Deep learning and model transferability for standing dead tree mapping

Timely forest health monitoring depends on fast and accurate methods that identify tree mortality due to climate change driven phenomena such as bark beetle attacks. Aerial imagery coupled with deep learning is an efficient tool for detecting standing dead trees compared to field work but requires reliable and quickly accessible applications for forest owners and decision makers. Current challenges are related to laborious training data acquisition that models require in order to generalize for large areas. Few studies address how locally trained dead tree models can be transferred to new sites with minimal manual delineation of calibration data.

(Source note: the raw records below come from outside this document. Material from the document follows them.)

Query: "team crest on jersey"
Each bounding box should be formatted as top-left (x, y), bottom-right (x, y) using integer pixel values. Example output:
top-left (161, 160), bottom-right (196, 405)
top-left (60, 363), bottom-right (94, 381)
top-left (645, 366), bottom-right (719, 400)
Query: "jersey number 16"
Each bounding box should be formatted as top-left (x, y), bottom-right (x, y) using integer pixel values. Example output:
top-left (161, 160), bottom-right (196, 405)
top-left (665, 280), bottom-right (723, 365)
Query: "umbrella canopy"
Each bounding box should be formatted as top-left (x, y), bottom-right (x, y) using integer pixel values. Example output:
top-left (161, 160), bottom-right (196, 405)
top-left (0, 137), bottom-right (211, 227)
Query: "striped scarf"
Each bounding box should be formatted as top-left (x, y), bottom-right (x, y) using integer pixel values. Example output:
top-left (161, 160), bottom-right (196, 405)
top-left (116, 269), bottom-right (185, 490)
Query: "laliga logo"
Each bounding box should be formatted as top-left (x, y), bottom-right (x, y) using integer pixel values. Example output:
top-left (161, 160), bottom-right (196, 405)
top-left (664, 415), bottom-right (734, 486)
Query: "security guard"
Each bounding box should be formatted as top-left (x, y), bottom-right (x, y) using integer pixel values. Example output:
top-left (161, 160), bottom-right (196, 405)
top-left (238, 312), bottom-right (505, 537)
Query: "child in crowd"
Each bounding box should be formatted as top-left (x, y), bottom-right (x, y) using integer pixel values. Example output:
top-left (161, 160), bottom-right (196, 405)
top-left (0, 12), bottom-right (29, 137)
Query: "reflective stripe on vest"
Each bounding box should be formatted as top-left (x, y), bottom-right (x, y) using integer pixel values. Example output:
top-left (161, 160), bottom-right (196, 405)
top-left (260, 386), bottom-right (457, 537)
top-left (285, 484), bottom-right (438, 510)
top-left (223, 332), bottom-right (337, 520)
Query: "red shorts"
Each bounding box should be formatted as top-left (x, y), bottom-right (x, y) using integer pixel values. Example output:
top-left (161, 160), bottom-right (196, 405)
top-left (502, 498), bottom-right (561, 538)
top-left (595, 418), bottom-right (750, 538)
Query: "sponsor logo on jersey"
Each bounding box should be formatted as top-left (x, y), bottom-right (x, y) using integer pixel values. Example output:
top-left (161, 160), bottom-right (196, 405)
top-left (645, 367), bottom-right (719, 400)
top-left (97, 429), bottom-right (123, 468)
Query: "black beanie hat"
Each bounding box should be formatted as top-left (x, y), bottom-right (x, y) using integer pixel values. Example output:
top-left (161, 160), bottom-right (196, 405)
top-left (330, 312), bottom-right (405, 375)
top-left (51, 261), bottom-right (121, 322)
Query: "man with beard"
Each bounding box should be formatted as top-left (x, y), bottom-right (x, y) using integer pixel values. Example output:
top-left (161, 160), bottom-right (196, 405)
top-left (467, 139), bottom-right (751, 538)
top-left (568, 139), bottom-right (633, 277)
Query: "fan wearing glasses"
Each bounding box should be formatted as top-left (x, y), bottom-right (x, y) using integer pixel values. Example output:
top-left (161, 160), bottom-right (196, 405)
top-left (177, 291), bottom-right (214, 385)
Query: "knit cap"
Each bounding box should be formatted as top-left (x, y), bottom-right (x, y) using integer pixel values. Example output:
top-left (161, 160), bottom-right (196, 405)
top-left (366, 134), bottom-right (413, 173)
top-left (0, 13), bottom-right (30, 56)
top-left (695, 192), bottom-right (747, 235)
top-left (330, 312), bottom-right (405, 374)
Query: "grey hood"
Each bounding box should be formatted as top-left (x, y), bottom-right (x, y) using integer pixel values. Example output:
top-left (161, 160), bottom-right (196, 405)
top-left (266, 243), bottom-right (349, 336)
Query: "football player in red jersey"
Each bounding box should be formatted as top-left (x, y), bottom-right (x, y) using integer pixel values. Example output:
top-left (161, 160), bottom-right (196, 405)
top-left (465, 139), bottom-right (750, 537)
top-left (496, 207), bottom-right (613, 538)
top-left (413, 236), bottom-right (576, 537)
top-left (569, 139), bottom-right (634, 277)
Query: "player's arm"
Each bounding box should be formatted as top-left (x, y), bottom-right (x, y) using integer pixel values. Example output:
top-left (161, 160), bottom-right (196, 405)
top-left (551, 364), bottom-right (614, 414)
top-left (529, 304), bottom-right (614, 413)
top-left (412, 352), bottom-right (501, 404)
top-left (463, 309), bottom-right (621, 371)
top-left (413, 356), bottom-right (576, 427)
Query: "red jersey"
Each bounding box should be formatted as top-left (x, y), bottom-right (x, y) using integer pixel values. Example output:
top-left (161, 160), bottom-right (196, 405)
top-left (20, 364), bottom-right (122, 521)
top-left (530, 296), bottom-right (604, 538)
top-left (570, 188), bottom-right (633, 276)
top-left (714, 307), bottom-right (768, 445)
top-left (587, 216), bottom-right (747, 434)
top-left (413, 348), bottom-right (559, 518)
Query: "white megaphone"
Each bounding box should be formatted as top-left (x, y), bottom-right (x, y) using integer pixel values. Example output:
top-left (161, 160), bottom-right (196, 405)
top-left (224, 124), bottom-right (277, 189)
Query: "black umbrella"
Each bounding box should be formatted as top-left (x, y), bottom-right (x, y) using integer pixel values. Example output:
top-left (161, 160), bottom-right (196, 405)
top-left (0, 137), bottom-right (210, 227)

This presentation introduces three binary CNN segmentation models for detecting standing dead trees during the Finnish leaf-on season, with training and testing applied on aerial images of Koli 2017, Koli 2022 and Lapinjärvi 2022 study sites. These models were trained using 300–543 tiled aerial image samples and then transferred to images of Koli and Lapinjärvi taken in 2025 where only a small calibration set of n=12 samples are manually delineated for both images. To expand this calibration data, various geometric augmentations are applied to the samples. This dataset allows for transferability tests between eastern and southern Finland as well as across 8 years of aerial image data with varying imaging conditions.

Pixel-wise F1 scoring of all models ranged from 0.69 to 0.82 while the calibration improved transferred model F1 scores by 13–123% depending on site and year. This presentation will also provide a clear explanation of the used models, as well as the used aerial images with their inherent characteristics, for example spectral variations that affect calibration efficiency. Furthermore, standing dead tree mortality maps are shown to visualize the tree mortality extent in Koli and Lapinjärvi study areas.

Augmentation can efficiently generalize standing dead tree detection models as well as enable effortless calibration to new sites. Therefore, this approach can be extended to other tasks as well, such as forest fire mapping.